Emak lahir dari keluarga suku Malayu. Dalam adat Minangkabau suku Malayu termasuk ke dalam lareh atau hukum adat Koto-Piliang yang diturunkan dari Datuk Katumenggungan.

Ini mungkin agak membingungkan pembaca yang bukan orang Minang, bahkan untuk orang Minang yang telah lama di perantauan seperti keluarga kami. Karena kata Melayu, atau Malayu dalam bahasa Minang, pada percakapan sehari-hari digunakan untuk merujuk pada banyak hal. Yang paling besar adalah Melayu sebagai rumpun bangsa Austronesia yang mendiami bagian barat kepulauan Indonesia, semenanjung Malaya dan kepulauan Filipina. Tan Malaka pernah membayangkan satu Indonesia Merdeka yang mencakup seluruh wilayah ini. Satu rumpun besar yang dipisahkan oleh sejarah penjajahan bangsa Belanda, Inggeris dan Spanyol.
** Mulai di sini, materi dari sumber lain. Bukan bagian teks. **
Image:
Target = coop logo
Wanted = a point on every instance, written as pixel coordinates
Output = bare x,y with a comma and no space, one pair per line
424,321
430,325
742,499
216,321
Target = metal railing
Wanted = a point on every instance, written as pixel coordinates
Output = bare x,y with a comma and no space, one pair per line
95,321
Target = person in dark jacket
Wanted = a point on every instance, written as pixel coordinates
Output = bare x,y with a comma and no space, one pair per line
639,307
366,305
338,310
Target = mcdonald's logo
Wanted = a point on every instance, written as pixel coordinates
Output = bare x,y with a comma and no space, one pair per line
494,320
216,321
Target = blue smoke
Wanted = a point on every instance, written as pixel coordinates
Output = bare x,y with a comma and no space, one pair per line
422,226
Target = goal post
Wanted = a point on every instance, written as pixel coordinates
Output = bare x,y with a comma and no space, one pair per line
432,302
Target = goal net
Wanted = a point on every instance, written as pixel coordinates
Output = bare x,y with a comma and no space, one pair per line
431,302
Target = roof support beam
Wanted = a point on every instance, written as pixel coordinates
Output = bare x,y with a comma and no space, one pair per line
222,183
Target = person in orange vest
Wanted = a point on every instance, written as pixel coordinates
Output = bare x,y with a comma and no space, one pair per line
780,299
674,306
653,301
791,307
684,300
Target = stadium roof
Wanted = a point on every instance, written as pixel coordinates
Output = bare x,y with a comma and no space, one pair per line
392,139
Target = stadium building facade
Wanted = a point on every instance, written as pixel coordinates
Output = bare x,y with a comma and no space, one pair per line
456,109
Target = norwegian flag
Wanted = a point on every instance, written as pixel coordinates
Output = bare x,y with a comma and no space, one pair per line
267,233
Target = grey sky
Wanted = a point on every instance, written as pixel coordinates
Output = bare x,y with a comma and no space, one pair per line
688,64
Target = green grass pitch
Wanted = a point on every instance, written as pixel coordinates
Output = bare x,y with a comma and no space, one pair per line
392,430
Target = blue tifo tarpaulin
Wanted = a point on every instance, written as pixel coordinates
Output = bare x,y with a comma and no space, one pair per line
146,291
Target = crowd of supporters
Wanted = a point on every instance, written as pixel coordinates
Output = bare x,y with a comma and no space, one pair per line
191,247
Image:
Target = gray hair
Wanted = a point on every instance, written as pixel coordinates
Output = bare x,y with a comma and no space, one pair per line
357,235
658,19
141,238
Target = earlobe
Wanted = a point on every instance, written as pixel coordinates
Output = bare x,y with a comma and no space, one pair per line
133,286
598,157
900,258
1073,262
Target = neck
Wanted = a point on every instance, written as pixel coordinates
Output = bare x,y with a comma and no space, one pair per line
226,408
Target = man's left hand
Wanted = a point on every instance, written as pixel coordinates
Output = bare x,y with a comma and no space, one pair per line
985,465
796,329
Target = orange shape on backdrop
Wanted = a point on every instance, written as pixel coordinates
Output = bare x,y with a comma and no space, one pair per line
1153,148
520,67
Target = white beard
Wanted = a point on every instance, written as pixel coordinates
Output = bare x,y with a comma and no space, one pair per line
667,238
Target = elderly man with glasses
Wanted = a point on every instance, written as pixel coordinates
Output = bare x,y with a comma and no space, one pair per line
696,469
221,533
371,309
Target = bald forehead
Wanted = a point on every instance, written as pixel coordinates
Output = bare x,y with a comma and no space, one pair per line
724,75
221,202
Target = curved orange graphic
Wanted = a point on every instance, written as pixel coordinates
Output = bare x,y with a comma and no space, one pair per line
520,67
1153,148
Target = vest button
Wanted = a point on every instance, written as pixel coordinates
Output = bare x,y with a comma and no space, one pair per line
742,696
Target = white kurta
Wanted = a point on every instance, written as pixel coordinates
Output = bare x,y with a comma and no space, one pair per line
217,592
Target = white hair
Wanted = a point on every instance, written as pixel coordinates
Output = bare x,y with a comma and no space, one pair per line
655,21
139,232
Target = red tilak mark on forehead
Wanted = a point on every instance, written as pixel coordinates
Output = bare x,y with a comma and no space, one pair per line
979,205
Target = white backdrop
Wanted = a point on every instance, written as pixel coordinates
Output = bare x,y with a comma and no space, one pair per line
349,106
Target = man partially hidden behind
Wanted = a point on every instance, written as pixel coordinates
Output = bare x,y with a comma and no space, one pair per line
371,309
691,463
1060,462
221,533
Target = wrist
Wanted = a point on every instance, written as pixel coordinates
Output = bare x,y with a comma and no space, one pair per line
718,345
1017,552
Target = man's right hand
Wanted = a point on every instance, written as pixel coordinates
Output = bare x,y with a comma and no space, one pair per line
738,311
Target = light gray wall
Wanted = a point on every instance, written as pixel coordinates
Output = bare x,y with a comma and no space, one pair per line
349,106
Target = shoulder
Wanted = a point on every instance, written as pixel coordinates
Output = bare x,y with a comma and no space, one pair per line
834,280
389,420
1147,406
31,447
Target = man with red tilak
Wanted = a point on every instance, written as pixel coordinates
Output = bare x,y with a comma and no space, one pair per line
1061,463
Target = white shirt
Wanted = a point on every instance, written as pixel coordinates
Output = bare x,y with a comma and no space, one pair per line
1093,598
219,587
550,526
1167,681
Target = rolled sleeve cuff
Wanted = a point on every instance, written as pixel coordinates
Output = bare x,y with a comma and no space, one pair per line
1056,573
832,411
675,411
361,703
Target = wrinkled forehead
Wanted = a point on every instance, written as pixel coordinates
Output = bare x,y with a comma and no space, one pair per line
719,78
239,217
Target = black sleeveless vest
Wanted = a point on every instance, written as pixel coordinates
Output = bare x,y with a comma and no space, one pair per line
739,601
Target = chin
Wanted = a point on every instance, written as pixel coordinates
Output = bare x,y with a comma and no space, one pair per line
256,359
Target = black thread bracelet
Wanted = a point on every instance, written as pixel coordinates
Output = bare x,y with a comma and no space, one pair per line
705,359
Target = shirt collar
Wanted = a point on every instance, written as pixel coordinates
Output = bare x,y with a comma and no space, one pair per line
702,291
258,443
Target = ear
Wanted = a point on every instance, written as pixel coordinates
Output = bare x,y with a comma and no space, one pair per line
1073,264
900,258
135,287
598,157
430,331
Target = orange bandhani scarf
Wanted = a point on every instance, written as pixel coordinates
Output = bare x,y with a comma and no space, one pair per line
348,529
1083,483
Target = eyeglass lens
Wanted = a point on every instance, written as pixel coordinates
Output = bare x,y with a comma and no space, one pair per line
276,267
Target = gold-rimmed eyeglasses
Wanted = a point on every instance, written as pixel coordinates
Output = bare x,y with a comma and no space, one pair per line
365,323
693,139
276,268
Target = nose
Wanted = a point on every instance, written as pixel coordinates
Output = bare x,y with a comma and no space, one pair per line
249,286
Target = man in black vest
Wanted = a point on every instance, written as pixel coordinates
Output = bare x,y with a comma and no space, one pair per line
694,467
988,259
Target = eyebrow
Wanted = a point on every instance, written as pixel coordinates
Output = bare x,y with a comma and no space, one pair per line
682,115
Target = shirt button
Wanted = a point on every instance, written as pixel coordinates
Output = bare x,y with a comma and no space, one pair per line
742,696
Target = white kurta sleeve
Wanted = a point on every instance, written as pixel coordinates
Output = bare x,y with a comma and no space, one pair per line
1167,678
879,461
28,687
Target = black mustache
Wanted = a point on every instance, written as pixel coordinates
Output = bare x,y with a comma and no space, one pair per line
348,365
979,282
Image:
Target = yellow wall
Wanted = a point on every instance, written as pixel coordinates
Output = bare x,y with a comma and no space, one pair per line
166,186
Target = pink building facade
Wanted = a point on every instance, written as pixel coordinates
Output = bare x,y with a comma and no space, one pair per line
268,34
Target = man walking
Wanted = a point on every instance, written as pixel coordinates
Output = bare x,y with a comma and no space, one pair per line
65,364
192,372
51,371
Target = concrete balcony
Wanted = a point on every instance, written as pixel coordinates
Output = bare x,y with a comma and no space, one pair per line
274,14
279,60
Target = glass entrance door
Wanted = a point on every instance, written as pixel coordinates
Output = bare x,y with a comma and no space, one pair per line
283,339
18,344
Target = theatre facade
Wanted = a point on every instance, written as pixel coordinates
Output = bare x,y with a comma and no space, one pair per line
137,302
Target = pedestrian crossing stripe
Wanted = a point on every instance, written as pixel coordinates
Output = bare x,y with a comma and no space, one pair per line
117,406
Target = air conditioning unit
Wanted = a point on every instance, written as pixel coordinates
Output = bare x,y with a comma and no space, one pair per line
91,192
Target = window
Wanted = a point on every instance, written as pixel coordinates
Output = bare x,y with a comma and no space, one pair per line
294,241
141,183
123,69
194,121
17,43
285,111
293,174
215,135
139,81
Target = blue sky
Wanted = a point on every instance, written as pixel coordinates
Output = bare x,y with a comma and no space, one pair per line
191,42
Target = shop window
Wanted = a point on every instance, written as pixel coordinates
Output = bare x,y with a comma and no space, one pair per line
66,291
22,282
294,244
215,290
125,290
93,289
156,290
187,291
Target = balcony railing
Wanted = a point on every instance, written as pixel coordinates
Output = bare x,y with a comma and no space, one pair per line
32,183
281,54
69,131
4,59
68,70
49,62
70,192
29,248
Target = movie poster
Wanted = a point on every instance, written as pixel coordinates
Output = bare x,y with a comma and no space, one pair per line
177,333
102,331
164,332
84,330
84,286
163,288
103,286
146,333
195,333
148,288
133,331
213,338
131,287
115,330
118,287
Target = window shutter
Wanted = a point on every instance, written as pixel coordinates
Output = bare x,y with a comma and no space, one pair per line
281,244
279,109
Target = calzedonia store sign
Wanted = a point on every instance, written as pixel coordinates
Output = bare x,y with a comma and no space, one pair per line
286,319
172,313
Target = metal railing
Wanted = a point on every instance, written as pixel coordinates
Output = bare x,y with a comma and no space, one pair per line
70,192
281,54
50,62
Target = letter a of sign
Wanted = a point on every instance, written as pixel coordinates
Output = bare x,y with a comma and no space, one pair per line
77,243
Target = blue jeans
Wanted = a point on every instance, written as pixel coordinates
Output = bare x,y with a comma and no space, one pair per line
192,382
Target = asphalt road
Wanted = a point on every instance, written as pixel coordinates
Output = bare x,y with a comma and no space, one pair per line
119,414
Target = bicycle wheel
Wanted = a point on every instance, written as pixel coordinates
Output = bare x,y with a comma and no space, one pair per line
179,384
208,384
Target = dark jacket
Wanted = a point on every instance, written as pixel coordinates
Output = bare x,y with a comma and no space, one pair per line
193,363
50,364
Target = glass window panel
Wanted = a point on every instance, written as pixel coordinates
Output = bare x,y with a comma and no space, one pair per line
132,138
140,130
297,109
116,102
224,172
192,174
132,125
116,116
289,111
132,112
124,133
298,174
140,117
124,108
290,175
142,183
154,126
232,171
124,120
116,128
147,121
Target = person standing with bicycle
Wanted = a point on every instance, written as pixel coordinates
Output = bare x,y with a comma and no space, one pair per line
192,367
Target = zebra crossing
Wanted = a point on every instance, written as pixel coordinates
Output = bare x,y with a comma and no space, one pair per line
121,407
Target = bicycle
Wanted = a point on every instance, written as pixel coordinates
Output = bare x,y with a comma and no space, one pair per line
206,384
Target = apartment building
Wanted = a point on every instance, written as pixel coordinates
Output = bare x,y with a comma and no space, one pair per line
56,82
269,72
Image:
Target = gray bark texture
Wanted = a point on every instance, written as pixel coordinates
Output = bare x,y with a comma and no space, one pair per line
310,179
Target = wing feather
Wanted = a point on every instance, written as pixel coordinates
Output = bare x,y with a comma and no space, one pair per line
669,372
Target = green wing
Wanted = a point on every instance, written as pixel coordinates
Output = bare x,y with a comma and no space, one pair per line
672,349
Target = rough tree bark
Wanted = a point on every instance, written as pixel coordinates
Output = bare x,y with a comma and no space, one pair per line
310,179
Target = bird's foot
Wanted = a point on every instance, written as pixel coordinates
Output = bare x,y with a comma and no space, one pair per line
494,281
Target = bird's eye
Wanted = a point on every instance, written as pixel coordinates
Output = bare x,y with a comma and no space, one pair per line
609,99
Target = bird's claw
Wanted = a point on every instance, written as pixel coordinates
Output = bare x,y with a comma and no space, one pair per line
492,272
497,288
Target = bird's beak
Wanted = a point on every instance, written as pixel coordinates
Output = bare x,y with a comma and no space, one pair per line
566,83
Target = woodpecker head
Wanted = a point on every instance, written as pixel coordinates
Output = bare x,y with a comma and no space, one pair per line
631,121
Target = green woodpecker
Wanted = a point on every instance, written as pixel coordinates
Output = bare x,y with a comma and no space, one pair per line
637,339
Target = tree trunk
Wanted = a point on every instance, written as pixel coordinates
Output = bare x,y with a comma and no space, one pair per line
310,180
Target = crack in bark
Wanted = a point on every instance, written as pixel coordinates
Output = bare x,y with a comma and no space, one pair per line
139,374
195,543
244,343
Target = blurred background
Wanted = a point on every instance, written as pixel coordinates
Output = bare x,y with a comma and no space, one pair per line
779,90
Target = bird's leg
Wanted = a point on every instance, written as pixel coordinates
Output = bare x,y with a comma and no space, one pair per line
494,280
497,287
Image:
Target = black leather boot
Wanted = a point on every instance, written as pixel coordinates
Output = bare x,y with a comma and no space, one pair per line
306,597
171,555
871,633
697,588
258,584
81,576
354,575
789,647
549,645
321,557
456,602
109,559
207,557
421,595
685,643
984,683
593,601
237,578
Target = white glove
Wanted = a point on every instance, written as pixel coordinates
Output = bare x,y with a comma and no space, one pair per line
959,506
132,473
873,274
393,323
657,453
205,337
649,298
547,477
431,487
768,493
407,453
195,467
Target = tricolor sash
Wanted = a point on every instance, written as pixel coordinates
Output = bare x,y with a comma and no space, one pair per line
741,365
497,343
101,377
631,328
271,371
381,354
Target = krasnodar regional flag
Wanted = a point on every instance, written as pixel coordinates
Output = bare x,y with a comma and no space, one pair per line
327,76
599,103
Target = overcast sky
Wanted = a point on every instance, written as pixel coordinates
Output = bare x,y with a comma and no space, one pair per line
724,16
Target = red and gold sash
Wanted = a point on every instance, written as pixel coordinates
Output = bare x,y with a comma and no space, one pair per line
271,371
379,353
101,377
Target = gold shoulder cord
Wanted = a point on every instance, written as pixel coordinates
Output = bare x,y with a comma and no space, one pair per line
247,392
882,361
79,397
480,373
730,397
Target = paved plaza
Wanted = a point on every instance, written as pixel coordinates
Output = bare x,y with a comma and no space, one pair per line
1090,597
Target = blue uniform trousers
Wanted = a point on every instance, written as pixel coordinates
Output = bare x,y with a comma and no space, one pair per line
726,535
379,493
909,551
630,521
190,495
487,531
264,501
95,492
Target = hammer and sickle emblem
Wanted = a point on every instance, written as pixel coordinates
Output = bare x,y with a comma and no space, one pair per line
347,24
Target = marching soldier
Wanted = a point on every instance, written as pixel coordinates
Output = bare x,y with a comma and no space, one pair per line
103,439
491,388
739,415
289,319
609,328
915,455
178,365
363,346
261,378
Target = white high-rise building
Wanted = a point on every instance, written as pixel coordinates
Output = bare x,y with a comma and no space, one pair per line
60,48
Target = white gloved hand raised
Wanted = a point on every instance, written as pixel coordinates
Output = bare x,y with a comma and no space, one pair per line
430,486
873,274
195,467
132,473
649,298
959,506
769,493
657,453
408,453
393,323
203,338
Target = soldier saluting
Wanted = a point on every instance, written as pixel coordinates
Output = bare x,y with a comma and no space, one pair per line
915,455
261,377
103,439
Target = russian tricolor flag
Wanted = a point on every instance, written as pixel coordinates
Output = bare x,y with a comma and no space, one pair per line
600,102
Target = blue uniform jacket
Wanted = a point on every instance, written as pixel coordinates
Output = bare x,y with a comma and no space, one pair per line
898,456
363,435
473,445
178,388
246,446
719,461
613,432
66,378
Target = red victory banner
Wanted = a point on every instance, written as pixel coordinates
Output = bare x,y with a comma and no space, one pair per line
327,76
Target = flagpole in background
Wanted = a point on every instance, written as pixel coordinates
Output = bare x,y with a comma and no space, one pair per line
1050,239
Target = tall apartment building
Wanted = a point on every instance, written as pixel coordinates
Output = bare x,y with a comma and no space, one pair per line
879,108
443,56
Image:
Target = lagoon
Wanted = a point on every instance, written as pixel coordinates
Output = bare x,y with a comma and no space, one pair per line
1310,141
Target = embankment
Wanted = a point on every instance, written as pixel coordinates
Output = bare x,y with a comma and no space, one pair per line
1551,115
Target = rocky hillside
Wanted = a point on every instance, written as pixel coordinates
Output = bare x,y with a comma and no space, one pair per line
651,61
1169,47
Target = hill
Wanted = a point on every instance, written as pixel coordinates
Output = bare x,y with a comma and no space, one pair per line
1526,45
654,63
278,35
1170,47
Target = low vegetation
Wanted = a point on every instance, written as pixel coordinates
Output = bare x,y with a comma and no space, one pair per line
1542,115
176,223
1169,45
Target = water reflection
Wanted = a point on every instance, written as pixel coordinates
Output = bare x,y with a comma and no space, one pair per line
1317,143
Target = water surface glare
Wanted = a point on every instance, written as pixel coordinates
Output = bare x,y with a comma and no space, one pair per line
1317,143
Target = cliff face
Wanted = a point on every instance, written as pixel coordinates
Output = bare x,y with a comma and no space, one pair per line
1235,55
Lebih kecil dari itu, Melayu juga merujuk kepada “Bangsa Melayu” yang tinggal di sekeliling Selat Malaka. Bangsa Melayu ini diwadahi dalam berbagai Kesultanan di Semenanjung Malaya (Johor, Selangor, Perak, Kedah, Kelantan, Trengganu, dan Negeri Sembilan), pantai timur Sumatera (Siak, Deli, Serdang dan Riau), dan pantai barat Kalimantan (Sambas, Landak, dan Pontianak). Menurut konstitusi Malaysia, salah satu syarat menjadi Melayu adalah memeluk agama Islam. Dalam pengertian ini, Melayu adalah mereka yang tinggal di wilayah itu dan beragama Islam, terlepas dari asal-usul etnis atau rasnya.

Malayu dalam tulisan ini merujuk pada salah satu suku dari 7 suku asal orang Minangkabau, yang menurut legenda, telah ada ketika nenek moyang orang Minang membangun Nagari pertama di Pariangan, Padang Panjang. Ketujuh suku asal itu adalah, Koto, Piliang, Pisang, Malayu, Dalimo Panjang, Dalimo Singkek, Piliang Laweh dan Sikumbang.Ada juga pendapat lain yang menyatakan suku Malayu adalah suku asal orang Minangkabau yang kemudian terbagi menjadi empat bagian besar:1. Malayu IV Paruik (Malayu, Kampai, Bendang, Salayan)2. Malayu V Kampuang (Kutianyia, Pitopang, Jambak, Salo, Banuampu)3. Malayu VI Niniak (Bodi, Caniago, Sumpadang, Mandailiang, Sungai Napa dan Sumagek)4. Malayu IX Induak (Koto, Piliang, Guci, Payobada, Tanjung, Sikumbang, Simabua, Sipisang, Pagacancang)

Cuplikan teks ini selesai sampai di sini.